Single by Kip Moore

from the album Up All Night
- Released: January 28, 2013
- Recorded: 2012
- Genre: Country
- Length: 3:36
- Label: MCA Nashville
- Songwriters: Kip Moore; Dan Couch;
- Producer: Brett James

Kip Moore singles chronology
| "Beer Money" (2012) | "Hey Pretty Girl" (2013) | "Young Love" (2013) |

= Hey Pretty Girl =

"Hey Pretty Girl" is a song recorded by American country music artist Kip Moore. It was released in January 2013 as the fourth and final single from his debut album, Up All Night. Moore co-wrote the song with Dan Couch. As of June 19, 2013, the single had sold 500,000 copies in the United States and been certified Gold by the RIAA.

==Content==
The song is in the key of D major. It tells a story of a man pursuing a woman, dancing with her, then marrying and having a child with her.

==Critical reception==
Billy Dukes of Taste of Country gave the song five stars out of five, writing that "the singer employs no studio tricks to make his point. He brings you in with a performance as intimate as any you’ll hear this year." Chuck Dauphin of Roughstock gave the song a favorable review, saying that "Kip Moore gets a chance to showcase his vocals for the first time on his new single, rather than just dealing with cute hooks for radio play." In 2017, Dauphin, writing for Billboard, put "Hey Pretty Girl" at number five on his top 10 list of Moore's best songs.

==Music video==
An acoustic music video, directed by Stephen Shepherd, premiered in April 2012. The official music video, directed by Chris Hicky, premiered in March 2013.

==Chart performance==
"Hey Pretty Girl" debuted at number 60 on the U.S. Billboard Country Airplay chart for the week of January 19, 2013. It debuted at number 46 on the U.S. Billboard Hot Country Songs chart for the week of February 16, 2013. It debuted at number 97 on the U.S. Billboard Hot 100 chart for the week of April 6, 2013. It debuted at number 98 on the Canadian Hot 100 chart for the week of July 13, 2013.

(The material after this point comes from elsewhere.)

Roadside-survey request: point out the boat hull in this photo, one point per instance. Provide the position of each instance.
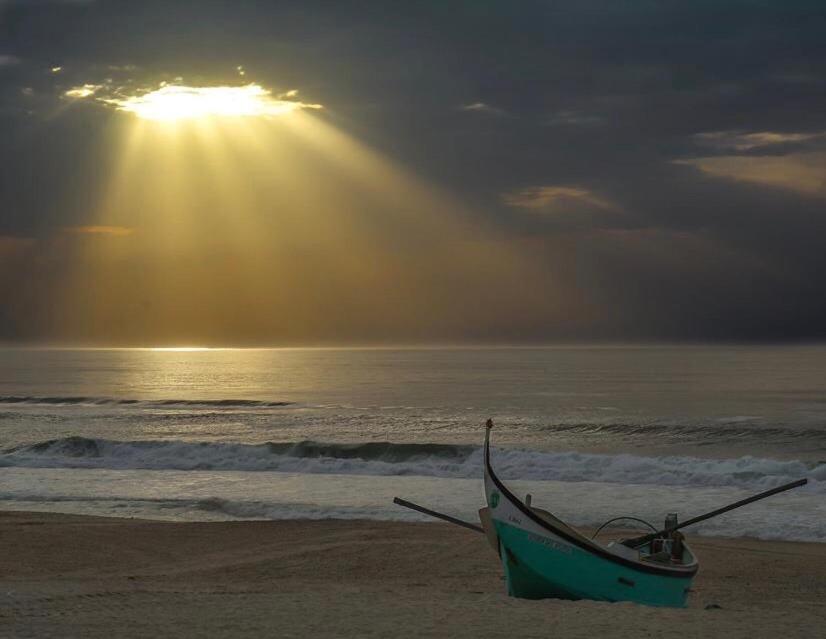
(543, 557)
(540, 567)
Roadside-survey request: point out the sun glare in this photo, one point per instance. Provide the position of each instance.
(177, 102)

| Chart (2013) | Peak position |
|---|---|
| Canada Hot 100 (Billboard) | 62 |
| Canada Country (Billboard) | 6 |
| US Billboard Hot 100 | 41 |
| US Country Airplay (Billboard) | 2 |
| US Hot Country Songs (Billboard) | 8 |

===Year-end charts===

| Chart (2013) | Position |
|---|---|
| US Country Airplay (Billboard) | 8 |
| US Hot Country Songs (Billboard) | 23 |

==Certifications==

| Region | Certification | Certified units/sales |
| Canada (Music Canada) | Gold | 40,000^{*} |
| United States (RIAA) | Platinum | 687,000 |
^{*} Sales figures based on certification alone.